Projet de décret portant modification de la définition des contenants alimentaires de cuisson, de réchauffe et de service mentionnée à l’article D. 541-338 du code de l’environnement
Le projet de texte peut être consulté et faire l’objet d’observations, via le lien « déposer votre commentaire » en bas de page, du 20 février au 14 mars 2025 inclus.
Consultation du 20/02/2025 au 16/03/2025 - 14852 contributions
L’article 77 de la loi du 10 février 2020 relative à la lutte contre le gaspillage et à l’économie circulaire interdit, au plus tard le 1er janvier 2025, les contenants alimentaires de cuisson, de réchauffage et de service en plastique, dans les services de pédiatrie, d’obstétrique et de maternité, ainsi que les services de protection maternelle et infantile.
L’article 28 de la loi du 30 octobre 2018 pour l’équilibre des relations commerciales dans le secteur agricole et alimentaire et une alimentation saine, durable et accessible à tous, interdit par ailleurs, au plus tard le 1er janvier 2025, l’utilisation de contenants alimentaires de cuisson, de réchauffe et de service en matière plastique dans les services de restauration collective des établissements scolaires et universitaires ainsi que des établissements d’accueil des enfants de moins de six ans. Cette interdiction s’appliquera aux collectivités territoriales de moins de 2 000 habitants au plus tard le 1er janvier 2028.
La définition des contenants alimentaires de cuisson, de réchauffe et de service en plastique, dont l’utilisation est interdite dans les services susmentionnés, est précisée à l’article D. 541-338 du code de l’environnement.
Le présent projet de décret modifie cette définition en y excluant les contenants servant à la consommation des plats qui ne sont pas prévus aux sixième et vingtième alinéas du III de l’article L. 541-15-10 du code de l’environnement.
Commentaires
Ne modifiez pas une loi qui évite la contamination au plastique.
Dans les restauratants scolaires, vaisselle en verre ou en ceramique et couverts en métal.
Merci
La dégradation du plastique dans l’alimentation a de nombreuses conséquences sanitaires qui sont bien documentées, parmi lesquelles on peut citer : la baisse de la fertilité, l’obésité, le diabète, l’hyperactivité, l’endométriose ou encore les cancers hormonaux.
Réintroduire des contenants plastiques, en particulier dans des établissements qui accueillent du jeune public, relève de la mise en danger. Le principe de précaution devrait prévaloir, et ces contenants devraient être définitivement bannis de tous les usages alimentaires.

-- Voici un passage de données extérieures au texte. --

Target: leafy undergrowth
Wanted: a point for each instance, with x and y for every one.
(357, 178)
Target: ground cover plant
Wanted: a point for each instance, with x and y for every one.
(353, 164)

HALTE au YOYO REGLEMENTAIRE !
Alors qu’ils sont autorisés dans les services de pédiatrie, obstétrique, maternité et PMI, les crèches et micro-crèches ont été exclues des lieux autorisés à utiliser certains objets du quotidien des jeunes enfants, pourtant jugés nécessaires pour leur sécurité et confort :
✅ Tétines en plastique et bagues de serrage des biberons (une FAQ précisant : sauf s’ils sont amenés par les parents…)
✅ Couverts avec des éléments en plastique pour éviter les blessures buccales
✅ Contenants alimentaires avec parties plastiques ergonomiques ou isolantes = les tasses d’apprentissage (une FAQ précisant : sauf s’ils sont amenés par les parents…)
Une incohérence qui a suscité incompréhension et inquiétude.
Le présent décret ne lève aucune de ces incohérences : les biberons sont des éléments de service selon la FAQ de https://ma-cantine.agriculture.gouv.fr/blog/57/ ! les tasses d’apprentissage par nature individuelles comme les biberons vont probablement être considérées de la même manière…
Pouvez-vous SVP profiter de décret pour clarifier la réglementation sur ces points et concernant les biberons être explicite aussi pour les tétines et bagues de serrage ?
Des crèches fatiguées du #Yoyo
Le présent projet de décret constitue un détournement manifeste des objectifs visés par la loi Egalim, à savoir l’interdiction des contenants alimentaires en plastique dans les lieux de restauration scolaire.
En excluant la vaisselle et les couverts, le projet de décret a vocation a vidé de leur substance les dispositions de la loi Egalim et ainsi de compromettre la réalisation des objectifs fixés.